L’ensemble des réactions aux premières mesures d’assistance alimentaires a obligé le gouvernement à transformer totalement ses premières mesures. Le 31 janvier il annonçait qu’il mettait un terme à la distribution de repas gratuit. A sa place, il procède désormais à une distribution gratuite de trente kilos de riz par l’intermédiaire de magasins gouvernementaux.
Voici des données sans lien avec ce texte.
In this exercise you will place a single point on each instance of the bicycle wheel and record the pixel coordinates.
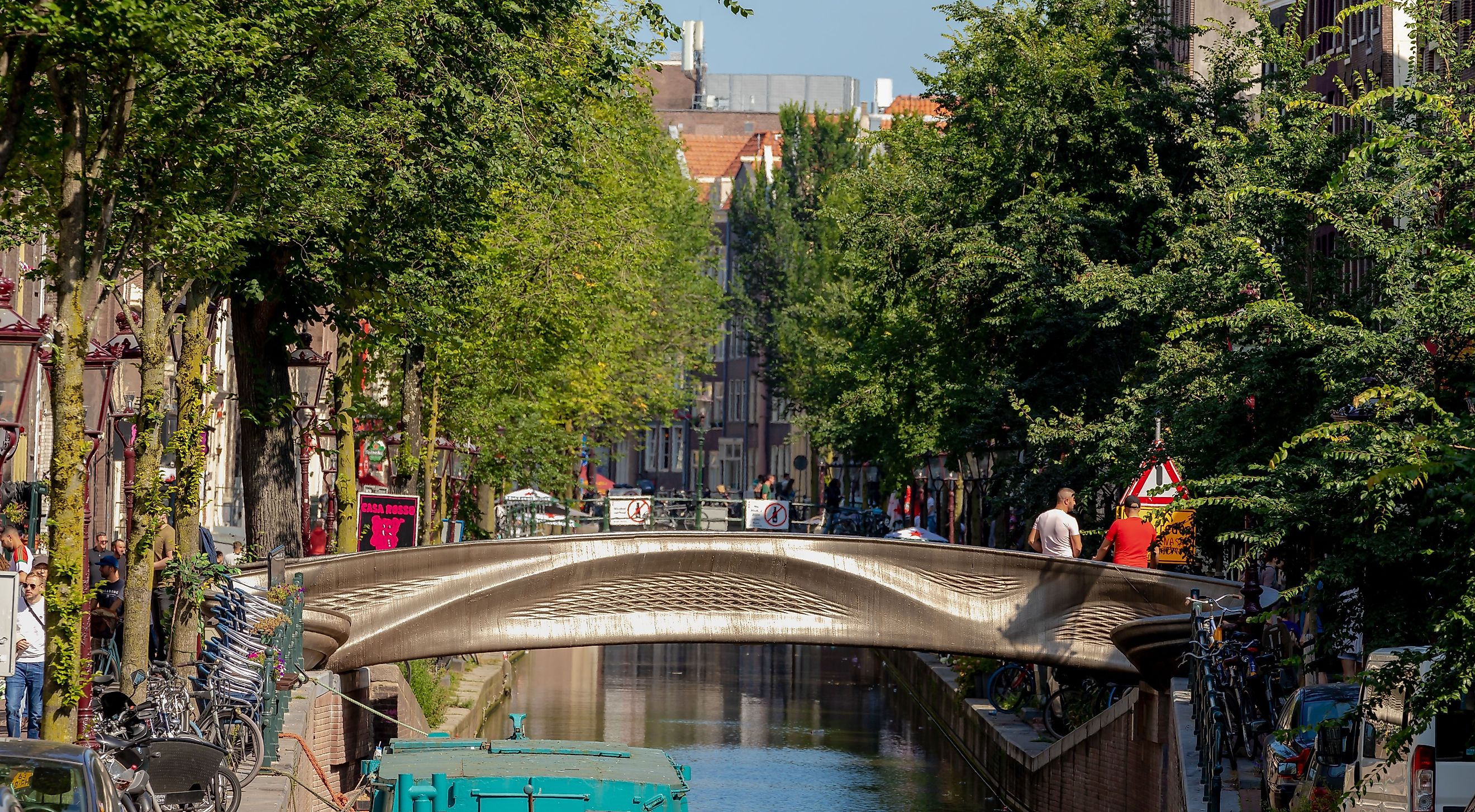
(241, 739)
(225, 792)
(1067, 709)
(1010, 687)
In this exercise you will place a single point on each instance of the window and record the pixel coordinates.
(1388, 717)
(665, 447)
(781, 458)
(782, 410)
(738, 400)
(729, 463)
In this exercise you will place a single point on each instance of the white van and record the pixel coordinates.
(1439, 771)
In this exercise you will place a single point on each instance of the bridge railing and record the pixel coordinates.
(280, 663)
(665, 513)
(1210, 717)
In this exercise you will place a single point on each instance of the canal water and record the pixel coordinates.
(763, 727)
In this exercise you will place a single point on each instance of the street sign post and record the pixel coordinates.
(388, 520)
(1157, 487)
(766, 515)
(626, 512)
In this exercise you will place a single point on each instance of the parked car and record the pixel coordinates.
(1291, 749)
(46, 776)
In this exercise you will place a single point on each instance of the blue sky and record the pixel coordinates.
(862, 39)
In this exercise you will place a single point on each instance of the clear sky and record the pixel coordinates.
(862, 39)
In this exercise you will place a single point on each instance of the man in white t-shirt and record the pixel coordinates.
(22, 691)
(1055, 531)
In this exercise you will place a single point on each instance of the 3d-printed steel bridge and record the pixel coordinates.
(673, 587)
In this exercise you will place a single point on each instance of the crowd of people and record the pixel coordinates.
(107, 574)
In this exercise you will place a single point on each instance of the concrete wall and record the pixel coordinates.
(1126, 760)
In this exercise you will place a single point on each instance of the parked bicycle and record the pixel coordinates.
(1011, 687)
(1079, 700)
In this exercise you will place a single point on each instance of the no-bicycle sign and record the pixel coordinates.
(768, 515)
(629, 510)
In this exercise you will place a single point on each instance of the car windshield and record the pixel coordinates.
(45, 785)
(1316, 712)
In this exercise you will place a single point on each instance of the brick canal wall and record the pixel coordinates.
(1126, 760)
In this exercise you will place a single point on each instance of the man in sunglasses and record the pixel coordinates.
(22, 691)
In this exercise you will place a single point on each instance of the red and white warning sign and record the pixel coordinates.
(1160, 484)
(768, 515)
(629, 510)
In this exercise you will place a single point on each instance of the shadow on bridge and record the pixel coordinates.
(713, 587)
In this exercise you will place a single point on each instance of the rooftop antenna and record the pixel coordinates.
(694, 65)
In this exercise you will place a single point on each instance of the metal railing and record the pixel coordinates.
(1210, 718)
(665, 513)
(285, 640)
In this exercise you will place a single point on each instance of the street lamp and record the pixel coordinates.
(462, 466)
(98, 372)
(306, 369)
(125, 395)
(444, 457)
(391, 455)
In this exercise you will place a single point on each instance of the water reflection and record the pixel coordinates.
(764, 727)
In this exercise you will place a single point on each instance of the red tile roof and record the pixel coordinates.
(753, 148)
(710, 157)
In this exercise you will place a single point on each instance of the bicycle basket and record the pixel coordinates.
(183, 768)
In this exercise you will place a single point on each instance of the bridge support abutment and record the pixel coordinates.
(1123, 761)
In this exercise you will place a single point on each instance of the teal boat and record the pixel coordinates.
(520, 774)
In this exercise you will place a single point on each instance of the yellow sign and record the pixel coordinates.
(1176, 536)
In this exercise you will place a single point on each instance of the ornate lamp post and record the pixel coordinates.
(462, 466)
(125, 395)
(20, 344)
(391, 453)
(306, 369)
(98, 372)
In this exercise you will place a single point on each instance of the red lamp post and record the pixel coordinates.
(328, 458)
(306, 369)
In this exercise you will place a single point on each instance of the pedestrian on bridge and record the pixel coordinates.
(1130, 540)
(1057, 532)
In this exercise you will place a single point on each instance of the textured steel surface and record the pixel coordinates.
(691, 587)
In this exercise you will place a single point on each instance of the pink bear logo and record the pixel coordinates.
(384, 532)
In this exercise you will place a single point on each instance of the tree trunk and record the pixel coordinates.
(149, 508)
(65, 589)
(428, 462)
(411, 402)
(346, 484)
(189, 455)
(269, 483)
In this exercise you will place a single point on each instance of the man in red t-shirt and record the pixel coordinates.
(1130, 538)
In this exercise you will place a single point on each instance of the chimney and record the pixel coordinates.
(884, 95)
(688, 47)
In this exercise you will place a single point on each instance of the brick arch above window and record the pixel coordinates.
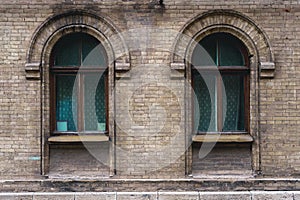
(231, 22)
(56, 26)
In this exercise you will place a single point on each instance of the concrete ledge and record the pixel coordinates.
(223, 138)
(150, 185)
(242, 195)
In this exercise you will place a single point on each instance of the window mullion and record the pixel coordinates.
(80, 103)
(219, 103)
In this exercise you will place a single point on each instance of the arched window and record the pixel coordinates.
(78, 85)
(220, 77)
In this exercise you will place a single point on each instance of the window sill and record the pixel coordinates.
(223, 138)
(78, 138)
Cependant, le conflit opposant le Tamil Nadu au Karnataka à propos des eaux du fleuve Cauvery reste posé. Selon l’archevêque de Madurai, le comportement des autorités du Tamil Nadu sur ce sujet, aurait gravement manqué de sagesse. Le fleuve a sa source dans le Karnataka et traverse cet Etat avant de venir arroser la région du delta située dans le Tamil Nadu, un véritable grenier à riz habité par plus trois millions de cultivateurs et ouvriers agricoles dont la subsistance dépend entièrement de la nature des récoltes de riz. Récemment, l’Etat du Karanataka a refusé d’obtempérer à la requête du gouvernement fédéral lui demandant d’ouvrir ses réservoirs d’eau au profit du Tamil Nadu. Des troubles graves ont alors eu lieu d’abord dans le Tamil Nadu puis, lorsque la requête a été acceptée par les autorités du Karnataka, c’est la population de cet Etat qui est descendue dans les rues.